The French brothers who began their terror siege this week were acting on orders from al Qaeda, the branch office in Yemen known as al-Qaeda in the Arabian Peninsula. That same sect has directed unsuccessful bombing attempts on Chicago and Detroit and now the group claims to have ordered Wednesday's attack on French newspaper Charlie Hebdo where 12 people ended up dead.



French security teams blitzed this print shop north of Paris right after Charif and Said Kouachi came out the front door and opened fire. Authorities say they found the Kouachi brothers had automatic rifles and a rocket-propelled grenade launcher- the weapon of choice for terrorists worldwide.

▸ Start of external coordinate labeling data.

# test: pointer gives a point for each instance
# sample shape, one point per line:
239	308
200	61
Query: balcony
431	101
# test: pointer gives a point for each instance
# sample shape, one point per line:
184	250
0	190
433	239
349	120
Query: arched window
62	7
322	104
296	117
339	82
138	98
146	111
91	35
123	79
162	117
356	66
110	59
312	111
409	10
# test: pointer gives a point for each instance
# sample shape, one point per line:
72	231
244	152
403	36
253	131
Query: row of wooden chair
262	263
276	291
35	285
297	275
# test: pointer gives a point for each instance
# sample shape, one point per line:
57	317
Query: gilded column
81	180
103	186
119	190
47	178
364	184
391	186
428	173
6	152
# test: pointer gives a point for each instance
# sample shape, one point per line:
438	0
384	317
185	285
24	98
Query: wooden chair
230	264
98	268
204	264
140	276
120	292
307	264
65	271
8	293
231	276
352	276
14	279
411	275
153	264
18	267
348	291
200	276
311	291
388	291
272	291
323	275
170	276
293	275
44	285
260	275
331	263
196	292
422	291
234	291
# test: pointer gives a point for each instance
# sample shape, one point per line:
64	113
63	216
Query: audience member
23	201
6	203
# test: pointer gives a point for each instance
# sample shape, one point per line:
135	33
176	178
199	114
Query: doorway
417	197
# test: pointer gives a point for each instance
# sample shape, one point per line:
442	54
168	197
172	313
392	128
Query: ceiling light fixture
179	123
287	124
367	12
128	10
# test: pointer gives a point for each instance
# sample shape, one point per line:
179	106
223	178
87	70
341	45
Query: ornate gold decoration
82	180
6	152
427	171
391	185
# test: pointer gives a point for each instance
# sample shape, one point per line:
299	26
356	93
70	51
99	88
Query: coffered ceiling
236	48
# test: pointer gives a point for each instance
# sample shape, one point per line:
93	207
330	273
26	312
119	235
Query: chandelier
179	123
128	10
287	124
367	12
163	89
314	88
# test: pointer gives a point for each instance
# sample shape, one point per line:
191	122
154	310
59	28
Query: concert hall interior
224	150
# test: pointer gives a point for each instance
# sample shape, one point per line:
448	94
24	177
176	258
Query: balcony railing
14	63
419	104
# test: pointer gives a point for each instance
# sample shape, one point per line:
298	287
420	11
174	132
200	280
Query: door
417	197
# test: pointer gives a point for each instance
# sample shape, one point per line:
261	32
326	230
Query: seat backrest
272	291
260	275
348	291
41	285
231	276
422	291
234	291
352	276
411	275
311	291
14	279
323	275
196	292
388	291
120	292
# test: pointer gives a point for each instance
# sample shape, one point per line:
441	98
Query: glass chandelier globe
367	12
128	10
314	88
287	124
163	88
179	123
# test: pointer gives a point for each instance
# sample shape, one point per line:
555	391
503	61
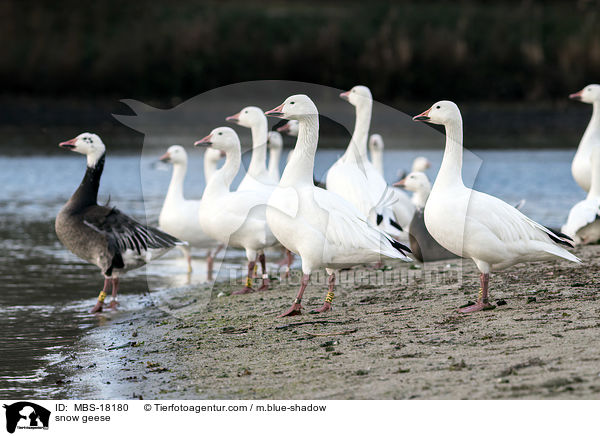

The brothers never fired their RPG and were killed by police. A lone hostage here was unharmed. Miles away, in a kosher grocery store east of Paris, an associate of the terrorist brothers took more than a dozen hostages. This gunman had killed a French policewoman on Thursday.



At the same time that the print shop was being stormed, police here assaulted the grocery store. The terrorist was taken out and a short time later the hostages released. Authorities now say four hostages had been killed earlier and a few minutes ago explosives were found rigged inside the store.



An announcement posted on YouTube Friday by al Qaeda in the Arabian Peninsula claims this week's French attacks were revenge for anti-Muslim cartoons published in the satirical magazine Charlie Hebdo.



What happened this week in France is reminiscent of the 2008 Mumbai terror attacks, a several day rampage by Pakistani terrorists also directed by an al Qaeda off-shoot, a raid planned by Chicago terrorist David Headley. Headley is now in prison here for his role in that attack and for a similar plot against a Danish newspaper that had published cartoons offensive to Muslims.



In Mumbai six years ago there were more than 170 people dead. The death toll from France this week was far less - 20 including the terrorists. But that may also reflect a change in al Qaeda tactics, from the spectacular attacks such as 9/11 that take years of operational planning, dozens of people and millions of dollars, to smaller scale strikes initiated by a few jihadists.